I knwo that a few of my readers have had an interest in Scot McKnight’s recent take on the neo-reformed. A positive view of the reformed tradition, and a critique of some ‘calvinists’, is found in a recent interview with Peter Enns.
“Question 2: How would you respond to those who don’t think you’re a very good Calvinist?
It would all depend on the person’s intention. If the question came from a defensive or argumentative posture, I’ve seen enough to know that this will bear little fruit. Arguments about who is the better Calvinist tend to generate laser-like heat but precious little light.
If, however, the question is asked with a genuine interest in engaging me on how I see these things—with the understanding that both parties should be open to growth—then I am very interested in the conversation.
Just what it means to be Reformed has been a debated issue and the struggle continues to see who will win the right to define it.
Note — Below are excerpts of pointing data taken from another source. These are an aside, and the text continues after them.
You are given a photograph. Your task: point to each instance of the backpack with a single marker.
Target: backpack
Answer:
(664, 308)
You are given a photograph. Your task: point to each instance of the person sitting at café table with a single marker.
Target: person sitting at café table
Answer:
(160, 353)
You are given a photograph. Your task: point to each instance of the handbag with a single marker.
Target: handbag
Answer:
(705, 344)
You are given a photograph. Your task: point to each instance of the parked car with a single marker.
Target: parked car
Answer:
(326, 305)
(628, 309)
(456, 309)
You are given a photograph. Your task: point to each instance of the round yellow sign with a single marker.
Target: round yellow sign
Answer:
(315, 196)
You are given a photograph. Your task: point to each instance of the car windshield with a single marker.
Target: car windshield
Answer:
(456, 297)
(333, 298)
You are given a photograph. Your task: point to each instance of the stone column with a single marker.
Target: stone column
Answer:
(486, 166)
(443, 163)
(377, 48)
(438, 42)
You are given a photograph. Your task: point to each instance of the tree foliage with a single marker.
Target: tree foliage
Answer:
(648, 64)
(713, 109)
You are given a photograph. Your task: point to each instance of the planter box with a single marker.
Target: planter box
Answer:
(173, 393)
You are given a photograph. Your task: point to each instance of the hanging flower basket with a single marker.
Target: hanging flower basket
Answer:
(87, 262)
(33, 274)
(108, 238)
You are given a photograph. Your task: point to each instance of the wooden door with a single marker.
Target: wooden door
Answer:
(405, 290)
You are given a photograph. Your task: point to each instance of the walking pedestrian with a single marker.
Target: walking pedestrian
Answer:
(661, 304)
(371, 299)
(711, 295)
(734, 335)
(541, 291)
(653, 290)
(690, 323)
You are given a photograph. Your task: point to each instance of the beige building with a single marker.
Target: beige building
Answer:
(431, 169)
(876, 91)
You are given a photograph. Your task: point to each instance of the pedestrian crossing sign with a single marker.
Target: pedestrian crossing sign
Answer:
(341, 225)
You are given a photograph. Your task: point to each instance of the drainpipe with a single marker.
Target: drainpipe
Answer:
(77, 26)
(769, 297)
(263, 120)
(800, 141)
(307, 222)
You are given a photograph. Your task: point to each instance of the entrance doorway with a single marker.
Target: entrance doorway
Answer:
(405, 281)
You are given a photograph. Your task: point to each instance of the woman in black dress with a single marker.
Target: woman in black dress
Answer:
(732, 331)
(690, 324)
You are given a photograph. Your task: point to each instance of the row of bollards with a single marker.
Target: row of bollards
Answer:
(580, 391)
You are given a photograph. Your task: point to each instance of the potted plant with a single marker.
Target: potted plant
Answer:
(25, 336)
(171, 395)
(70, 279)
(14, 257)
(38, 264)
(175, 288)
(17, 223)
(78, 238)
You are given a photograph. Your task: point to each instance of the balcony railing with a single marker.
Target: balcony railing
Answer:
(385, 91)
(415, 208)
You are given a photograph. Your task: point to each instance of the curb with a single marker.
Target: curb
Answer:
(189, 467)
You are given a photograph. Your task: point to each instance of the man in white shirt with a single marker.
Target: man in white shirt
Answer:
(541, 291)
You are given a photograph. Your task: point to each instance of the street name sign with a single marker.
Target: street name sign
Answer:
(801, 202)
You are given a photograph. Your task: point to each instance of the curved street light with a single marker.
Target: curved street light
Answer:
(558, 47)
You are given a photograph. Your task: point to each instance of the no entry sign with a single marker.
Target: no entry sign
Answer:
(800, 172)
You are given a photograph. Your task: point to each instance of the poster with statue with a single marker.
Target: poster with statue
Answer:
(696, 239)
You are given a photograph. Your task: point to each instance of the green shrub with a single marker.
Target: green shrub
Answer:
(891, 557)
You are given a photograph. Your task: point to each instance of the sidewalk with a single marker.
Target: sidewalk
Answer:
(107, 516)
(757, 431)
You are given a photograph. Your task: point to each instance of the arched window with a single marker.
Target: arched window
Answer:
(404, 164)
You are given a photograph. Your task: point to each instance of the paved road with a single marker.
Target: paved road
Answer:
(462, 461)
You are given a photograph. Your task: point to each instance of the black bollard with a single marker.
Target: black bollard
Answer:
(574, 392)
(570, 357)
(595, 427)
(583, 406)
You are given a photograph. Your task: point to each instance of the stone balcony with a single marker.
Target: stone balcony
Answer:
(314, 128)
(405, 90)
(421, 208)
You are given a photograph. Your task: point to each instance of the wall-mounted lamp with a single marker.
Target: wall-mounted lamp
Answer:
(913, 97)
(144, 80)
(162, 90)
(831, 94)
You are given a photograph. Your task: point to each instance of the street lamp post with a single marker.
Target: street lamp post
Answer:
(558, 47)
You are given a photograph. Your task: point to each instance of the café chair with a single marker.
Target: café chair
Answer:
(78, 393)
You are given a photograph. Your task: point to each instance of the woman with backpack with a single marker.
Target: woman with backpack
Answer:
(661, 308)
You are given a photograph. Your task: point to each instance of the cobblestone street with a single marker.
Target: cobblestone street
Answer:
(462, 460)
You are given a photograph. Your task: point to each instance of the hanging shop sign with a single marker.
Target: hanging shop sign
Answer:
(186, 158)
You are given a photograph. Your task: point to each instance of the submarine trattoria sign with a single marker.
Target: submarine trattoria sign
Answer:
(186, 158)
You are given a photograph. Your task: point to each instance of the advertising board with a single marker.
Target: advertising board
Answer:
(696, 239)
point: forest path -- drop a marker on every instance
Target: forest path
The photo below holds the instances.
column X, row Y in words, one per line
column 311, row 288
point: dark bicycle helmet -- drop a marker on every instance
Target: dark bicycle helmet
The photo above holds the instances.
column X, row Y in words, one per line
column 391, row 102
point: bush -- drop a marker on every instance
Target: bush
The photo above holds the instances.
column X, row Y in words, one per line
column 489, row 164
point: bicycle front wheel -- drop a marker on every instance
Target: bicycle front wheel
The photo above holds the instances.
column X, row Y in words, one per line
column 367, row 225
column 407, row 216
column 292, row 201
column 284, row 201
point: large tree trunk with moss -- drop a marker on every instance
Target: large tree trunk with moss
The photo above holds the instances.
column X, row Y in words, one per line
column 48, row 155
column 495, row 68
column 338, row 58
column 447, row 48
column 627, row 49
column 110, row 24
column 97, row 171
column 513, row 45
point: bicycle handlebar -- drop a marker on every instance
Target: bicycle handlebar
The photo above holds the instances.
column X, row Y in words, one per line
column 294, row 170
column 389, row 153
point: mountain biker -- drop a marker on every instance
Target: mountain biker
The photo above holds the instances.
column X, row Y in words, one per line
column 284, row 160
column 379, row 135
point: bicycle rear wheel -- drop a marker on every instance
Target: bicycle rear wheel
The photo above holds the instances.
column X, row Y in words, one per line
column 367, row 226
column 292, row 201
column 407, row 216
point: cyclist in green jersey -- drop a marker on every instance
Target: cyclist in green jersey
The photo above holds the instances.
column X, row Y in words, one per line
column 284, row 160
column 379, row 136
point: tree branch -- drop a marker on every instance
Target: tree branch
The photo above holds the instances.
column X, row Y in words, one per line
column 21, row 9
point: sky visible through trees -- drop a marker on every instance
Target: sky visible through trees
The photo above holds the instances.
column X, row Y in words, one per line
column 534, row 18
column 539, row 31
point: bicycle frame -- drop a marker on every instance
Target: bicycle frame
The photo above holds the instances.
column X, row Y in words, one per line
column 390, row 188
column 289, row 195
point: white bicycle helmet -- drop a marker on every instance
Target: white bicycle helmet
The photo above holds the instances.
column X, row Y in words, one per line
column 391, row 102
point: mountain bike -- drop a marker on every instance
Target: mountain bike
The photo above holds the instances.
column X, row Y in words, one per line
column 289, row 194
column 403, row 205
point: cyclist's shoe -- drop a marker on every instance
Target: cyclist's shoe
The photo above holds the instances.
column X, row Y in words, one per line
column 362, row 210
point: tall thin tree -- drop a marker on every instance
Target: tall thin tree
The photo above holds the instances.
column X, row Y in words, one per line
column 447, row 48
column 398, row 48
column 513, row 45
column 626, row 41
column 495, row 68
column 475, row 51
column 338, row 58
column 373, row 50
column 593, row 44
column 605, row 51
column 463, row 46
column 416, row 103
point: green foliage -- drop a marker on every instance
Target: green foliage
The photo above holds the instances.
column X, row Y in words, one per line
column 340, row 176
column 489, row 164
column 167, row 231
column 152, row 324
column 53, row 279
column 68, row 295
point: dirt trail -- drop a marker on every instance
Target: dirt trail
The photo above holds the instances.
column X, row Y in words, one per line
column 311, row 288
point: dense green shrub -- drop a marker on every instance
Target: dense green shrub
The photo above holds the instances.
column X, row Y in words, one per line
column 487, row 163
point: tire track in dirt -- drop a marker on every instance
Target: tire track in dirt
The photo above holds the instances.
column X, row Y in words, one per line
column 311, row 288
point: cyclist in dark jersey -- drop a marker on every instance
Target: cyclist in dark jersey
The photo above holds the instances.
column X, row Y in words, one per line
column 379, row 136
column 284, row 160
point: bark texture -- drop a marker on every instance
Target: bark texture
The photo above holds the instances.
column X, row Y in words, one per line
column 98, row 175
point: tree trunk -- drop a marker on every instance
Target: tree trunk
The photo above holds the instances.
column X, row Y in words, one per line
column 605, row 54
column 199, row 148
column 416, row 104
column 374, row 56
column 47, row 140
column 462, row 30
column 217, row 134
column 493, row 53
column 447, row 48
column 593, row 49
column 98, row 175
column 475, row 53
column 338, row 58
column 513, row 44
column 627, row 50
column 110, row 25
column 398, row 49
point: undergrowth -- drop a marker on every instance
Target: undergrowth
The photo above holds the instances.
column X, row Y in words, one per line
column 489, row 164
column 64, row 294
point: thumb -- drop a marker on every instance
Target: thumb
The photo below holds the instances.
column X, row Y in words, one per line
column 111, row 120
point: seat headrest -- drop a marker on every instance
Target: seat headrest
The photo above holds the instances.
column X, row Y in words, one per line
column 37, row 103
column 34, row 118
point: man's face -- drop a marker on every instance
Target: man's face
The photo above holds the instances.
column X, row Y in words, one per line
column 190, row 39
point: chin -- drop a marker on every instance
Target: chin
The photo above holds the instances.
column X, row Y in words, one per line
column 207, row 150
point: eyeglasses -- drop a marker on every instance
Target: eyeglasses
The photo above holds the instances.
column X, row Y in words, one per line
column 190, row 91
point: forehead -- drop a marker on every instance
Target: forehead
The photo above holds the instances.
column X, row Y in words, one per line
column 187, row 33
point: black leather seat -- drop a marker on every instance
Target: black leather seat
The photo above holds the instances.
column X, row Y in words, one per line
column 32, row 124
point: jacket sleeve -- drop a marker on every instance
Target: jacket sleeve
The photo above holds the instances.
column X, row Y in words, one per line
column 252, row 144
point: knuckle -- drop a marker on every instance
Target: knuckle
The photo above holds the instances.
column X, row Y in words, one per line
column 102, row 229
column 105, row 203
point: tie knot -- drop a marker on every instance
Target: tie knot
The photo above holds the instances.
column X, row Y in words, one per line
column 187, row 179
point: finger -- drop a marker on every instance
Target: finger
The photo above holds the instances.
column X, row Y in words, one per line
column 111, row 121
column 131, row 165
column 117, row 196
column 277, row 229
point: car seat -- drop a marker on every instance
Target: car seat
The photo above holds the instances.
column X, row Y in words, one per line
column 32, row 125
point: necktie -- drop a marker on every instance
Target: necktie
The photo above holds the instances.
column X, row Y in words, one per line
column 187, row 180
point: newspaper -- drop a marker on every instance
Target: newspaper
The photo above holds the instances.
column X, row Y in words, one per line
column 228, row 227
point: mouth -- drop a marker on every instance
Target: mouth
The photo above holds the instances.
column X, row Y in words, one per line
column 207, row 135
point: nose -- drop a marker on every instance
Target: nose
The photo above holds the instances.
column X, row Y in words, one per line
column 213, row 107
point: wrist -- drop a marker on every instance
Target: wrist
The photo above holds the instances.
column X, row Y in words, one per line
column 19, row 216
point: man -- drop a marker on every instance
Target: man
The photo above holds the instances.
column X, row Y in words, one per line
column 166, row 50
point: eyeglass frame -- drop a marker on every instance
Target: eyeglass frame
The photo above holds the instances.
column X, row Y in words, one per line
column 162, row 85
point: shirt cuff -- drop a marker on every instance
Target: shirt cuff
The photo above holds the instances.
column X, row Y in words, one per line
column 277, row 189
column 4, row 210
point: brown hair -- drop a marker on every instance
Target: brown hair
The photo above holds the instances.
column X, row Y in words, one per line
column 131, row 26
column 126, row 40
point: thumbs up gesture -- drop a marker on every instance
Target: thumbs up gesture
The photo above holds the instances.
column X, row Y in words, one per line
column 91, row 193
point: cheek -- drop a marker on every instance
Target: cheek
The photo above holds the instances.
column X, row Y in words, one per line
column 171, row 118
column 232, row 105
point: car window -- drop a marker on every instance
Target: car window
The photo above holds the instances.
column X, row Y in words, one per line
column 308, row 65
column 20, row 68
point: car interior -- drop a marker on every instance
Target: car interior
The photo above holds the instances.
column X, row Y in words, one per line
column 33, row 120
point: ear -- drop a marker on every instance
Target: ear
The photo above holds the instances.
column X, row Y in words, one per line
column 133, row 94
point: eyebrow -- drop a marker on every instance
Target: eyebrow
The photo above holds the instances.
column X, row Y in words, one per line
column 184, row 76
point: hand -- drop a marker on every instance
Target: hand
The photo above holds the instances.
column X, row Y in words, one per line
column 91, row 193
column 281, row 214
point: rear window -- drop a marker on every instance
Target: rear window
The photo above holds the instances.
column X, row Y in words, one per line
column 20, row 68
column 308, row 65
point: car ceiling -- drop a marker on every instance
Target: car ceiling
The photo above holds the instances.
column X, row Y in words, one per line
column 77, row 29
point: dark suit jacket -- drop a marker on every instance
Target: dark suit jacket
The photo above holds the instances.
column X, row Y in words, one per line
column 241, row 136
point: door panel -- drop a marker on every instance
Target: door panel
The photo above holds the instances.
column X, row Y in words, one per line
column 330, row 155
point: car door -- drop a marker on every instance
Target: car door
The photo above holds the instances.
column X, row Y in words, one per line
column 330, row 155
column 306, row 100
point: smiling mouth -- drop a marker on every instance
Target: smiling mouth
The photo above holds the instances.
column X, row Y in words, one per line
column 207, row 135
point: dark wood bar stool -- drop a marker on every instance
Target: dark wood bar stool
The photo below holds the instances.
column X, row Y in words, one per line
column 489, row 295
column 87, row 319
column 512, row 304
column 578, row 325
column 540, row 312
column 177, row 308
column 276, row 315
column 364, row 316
There are those who think of the Reformed faith—better, a particular articulation of the Reformed faith (19th century Princeton, for example)—as the only true expression not only of the Reformed faith but also of Christianity. Indeed, as some I know have put it, the Reformed faith (narrowly defined) is understood as “Christianity come into its own,” and that the Reformed “hold the truth in trust” for other traditions.
This is tragic, and if this is what it means to be Reformed, then I am not Reformed. If, however, one understands the Reformed faith as a particularly insightful and deep tradition that hits upon numerous biblical and theological issues with clarity and gospel-fidelity—even to the extent that other traditions will be richer for the interaction—BUT that is also, by virtue of its location in particular historical/cultural circumstances, as prone to sin and error as anything else under the sun, and is therefore in need of regular critical evaluation, then, yes, I am Reformed. The Reformed faith is for me, in other words, a means to Christian truth rather than the sum total of Christian truth.
The problem is that these two models of what it means to be Reformed are, for all practical purposes, incompatible, because parties on both sides hold tenaciously to their model. Still, I hope it is not too self-serving to point out that the latter model can incorporate a humble expression of the former and even benefit from it, but the former in principle does not seem poised to reciprocate. It cannot.”